How does a transformer affect the voltage and current?

$1\, MW$ power is to be delivered from a power station to a town $10\, km$ away. One uses a pair of $Cu$ wires of radius $0.5\, cm$ for this purpose. Calculate the fraction of ohmic losses to power transmitted if
$(a)$ power is transmitted at $220\, V$. Comment on the feasibility of doing this.
$(b)$ a step-up transformer is used to boost the voltage to $11000\, V$,power is transmitted,then a step-down transformer is used to bring voltage to $220\, V$.
Given: $\rho_{Cu} = 1.7 \times 10^{-8}\, \Omega \cdot m$.

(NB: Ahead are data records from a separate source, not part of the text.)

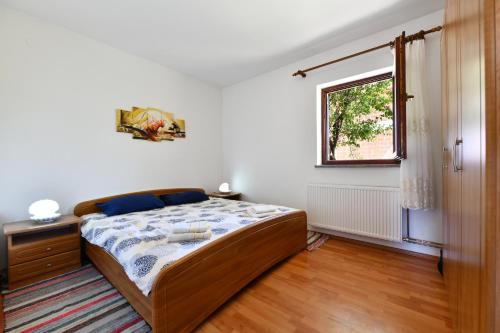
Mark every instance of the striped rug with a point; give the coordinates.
(79, 301)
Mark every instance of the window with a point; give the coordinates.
(359, 123)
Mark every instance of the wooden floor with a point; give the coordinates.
(342, 287)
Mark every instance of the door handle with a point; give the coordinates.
(456, 166)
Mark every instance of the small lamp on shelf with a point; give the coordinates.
(224, 188)
(44, 211)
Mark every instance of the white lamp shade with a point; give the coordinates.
(44, 208)
(224, 188)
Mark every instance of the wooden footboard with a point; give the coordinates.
(187, 292)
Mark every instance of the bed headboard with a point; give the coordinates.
(88, 207)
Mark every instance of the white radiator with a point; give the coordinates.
(367, 211)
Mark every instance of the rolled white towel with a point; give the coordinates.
(189, 236)
(263, 209)
(181, 228)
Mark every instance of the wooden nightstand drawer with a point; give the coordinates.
(41, 249)
(43, 266)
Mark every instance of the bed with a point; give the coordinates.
(186, 292)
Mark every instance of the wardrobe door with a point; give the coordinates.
(470, 160)
(451, 175)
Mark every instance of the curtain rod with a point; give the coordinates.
(409, 38)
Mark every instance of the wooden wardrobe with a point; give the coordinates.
(470, 64)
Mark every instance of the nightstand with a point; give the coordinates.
(37, 251)
(230, 196)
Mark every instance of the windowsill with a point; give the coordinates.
(388, 165)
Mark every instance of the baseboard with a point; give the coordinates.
(2, 321)
(412, 249)
(387, 248)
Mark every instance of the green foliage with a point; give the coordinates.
(355, 114)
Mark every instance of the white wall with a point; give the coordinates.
(270, 129)
(58, 95)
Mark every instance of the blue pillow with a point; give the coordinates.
(130, 203)
(183, 198)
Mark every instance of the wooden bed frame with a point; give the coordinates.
(185, 293)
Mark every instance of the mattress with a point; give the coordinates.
(140, 241)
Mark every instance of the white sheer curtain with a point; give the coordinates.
(417, 189)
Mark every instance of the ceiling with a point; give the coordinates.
(225, 41)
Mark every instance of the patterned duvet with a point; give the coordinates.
(139, 241)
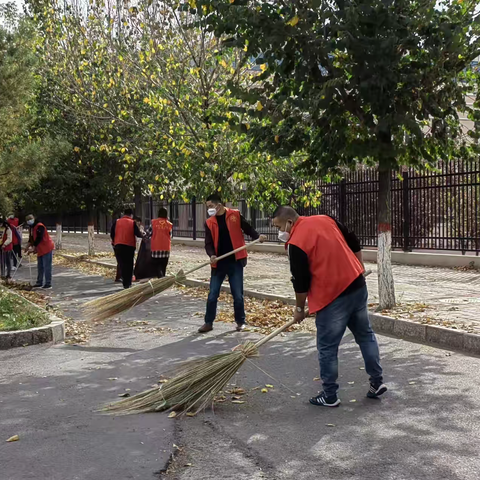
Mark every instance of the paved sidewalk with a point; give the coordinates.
(425, 428)
(436, 293)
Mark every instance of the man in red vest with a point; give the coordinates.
(224, 232)
(40, 243)
(6, 247)
(327, 268)
(123, 233)
(17, 239)
(160, 233)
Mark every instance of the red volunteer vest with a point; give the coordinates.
(333, 266)
(9, 247)
(13, 222)
(46, 245)
(161, 241)
(125, 232)
(233, 221)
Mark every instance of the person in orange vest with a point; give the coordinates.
(17, 239)
(160, 233)
(327, 268)
(6, 248)
(40, 243)
(123, 234)
(224, 232)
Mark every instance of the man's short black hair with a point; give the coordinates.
(285, 212)
(162, 212)
(214, 198)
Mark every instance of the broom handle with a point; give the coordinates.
(289, 324)
(206, 264)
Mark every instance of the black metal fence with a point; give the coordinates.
(431, 209)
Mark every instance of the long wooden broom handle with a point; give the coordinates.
(289, 324)
(206, 264)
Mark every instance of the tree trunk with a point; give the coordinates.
(58, 236)
(386, 287)
(137, 191)
(91, 234)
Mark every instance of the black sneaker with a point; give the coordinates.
(376, 390)
(323, 401)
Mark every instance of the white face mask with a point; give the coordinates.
(284, 236)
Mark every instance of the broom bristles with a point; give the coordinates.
(193, 388)
(116, 303)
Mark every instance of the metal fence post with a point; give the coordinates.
(406, 212)
(194, 217)
(342, 203)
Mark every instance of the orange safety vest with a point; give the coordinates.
(125, 232)
(333, 266)
(13, 222)
(161, 241)
(233, 221)
(46, 245)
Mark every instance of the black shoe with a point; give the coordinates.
(376, 390)
(323, 401)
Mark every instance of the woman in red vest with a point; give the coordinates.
(123, 234)
(160, 233)
(6, 246)
(41, 244)
(224, 232)
(327, 268)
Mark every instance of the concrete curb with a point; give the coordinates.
(53, 332)
(427, 334)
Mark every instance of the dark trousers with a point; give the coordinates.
(234, 270)
(160, 266)
(125, 255)
(346, 311)
(17, 250)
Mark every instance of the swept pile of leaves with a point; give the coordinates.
(263, 316)
(426, 315)
(84, 267)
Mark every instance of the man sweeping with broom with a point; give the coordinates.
(224, 232)
(327, 268)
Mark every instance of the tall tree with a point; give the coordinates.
(380, 82)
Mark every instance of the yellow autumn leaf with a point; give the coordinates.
(293, 21)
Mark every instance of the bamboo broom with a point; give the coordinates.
(196, 383)
(110, 305)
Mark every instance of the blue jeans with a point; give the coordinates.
(350, 311)
(234, 270)
(44, 267)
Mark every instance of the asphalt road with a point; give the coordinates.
(425, 428)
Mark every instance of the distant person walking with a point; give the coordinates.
(40, 243)
(160, 233)
(123, 234)
(17, 239)
(6, 248)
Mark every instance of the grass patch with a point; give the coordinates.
(18, 314)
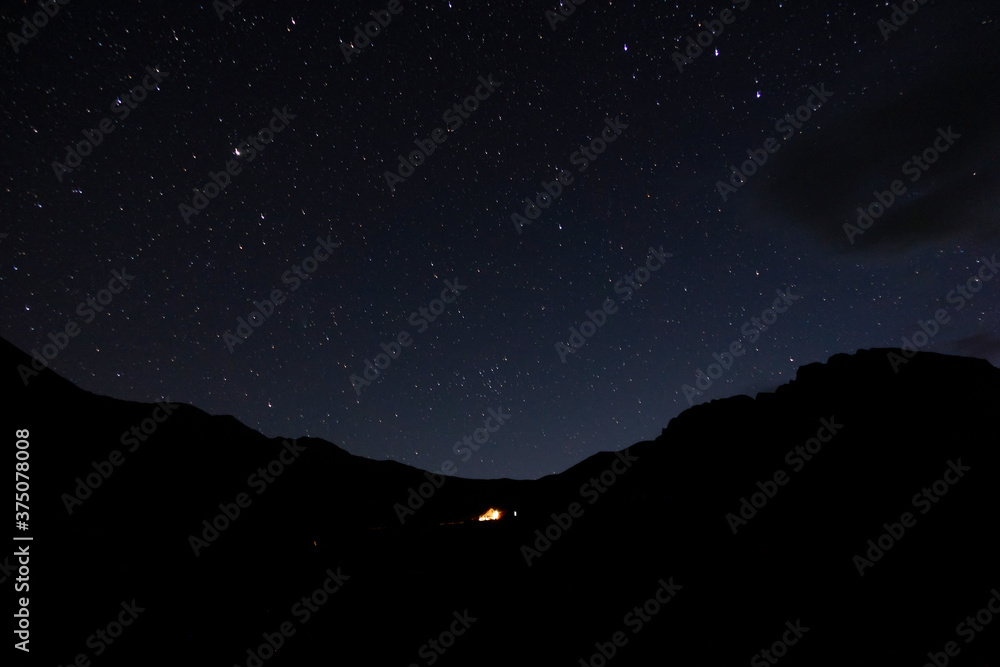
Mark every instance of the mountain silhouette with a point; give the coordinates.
(743, 528)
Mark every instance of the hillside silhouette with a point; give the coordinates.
(586, 554)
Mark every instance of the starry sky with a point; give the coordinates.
(623, 132)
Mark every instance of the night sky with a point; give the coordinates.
(634, 142)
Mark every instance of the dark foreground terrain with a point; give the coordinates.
(648, 556)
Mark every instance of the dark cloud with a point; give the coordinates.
(858, 142)
(980, 345)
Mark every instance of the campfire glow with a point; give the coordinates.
(490, 515)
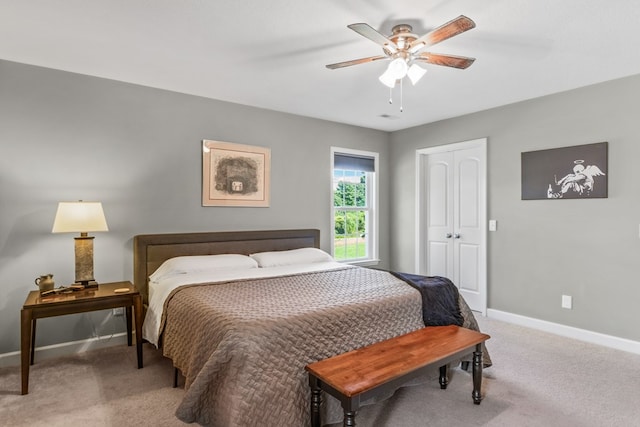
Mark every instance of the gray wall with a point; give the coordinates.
(589, 249)
(65, 137)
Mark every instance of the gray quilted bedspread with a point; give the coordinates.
(242, 346)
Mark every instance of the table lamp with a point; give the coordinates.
(81, 217)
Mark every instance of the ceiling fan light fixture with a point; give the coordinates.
(415, 73)
(388, 79)
(398, 68)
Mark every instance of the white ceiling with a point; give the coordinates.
(272, 53)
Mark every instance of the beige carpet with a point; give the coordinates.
(538, 379)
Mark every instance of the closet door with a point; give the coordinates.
(455, 221)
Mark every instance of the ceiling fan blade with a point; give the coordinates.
(355, 62)
(372, 34)
(443, 32)
(461, 62)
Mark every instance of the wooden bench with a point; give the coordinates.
(361, 374)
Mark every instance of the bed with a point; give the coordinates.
(242, 342)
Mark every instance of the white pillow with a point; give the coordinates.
(197, 263)
(290, 257)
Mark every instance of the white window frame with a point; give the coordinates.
(372, 209)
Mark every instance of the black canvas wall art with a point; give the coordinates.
(578, 172)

An ideal transformer with a purely resistive load operates at $12\,kV$ on the primary side. It supplies electrical energy to a number of nearby houses at $120\,V$. The average rate of energy consumption in the houses served by the transformer is $60\,kW$. The value of the resistive load $(R_s)$ required in the secondary circuit will be $.........\,m\Omega$.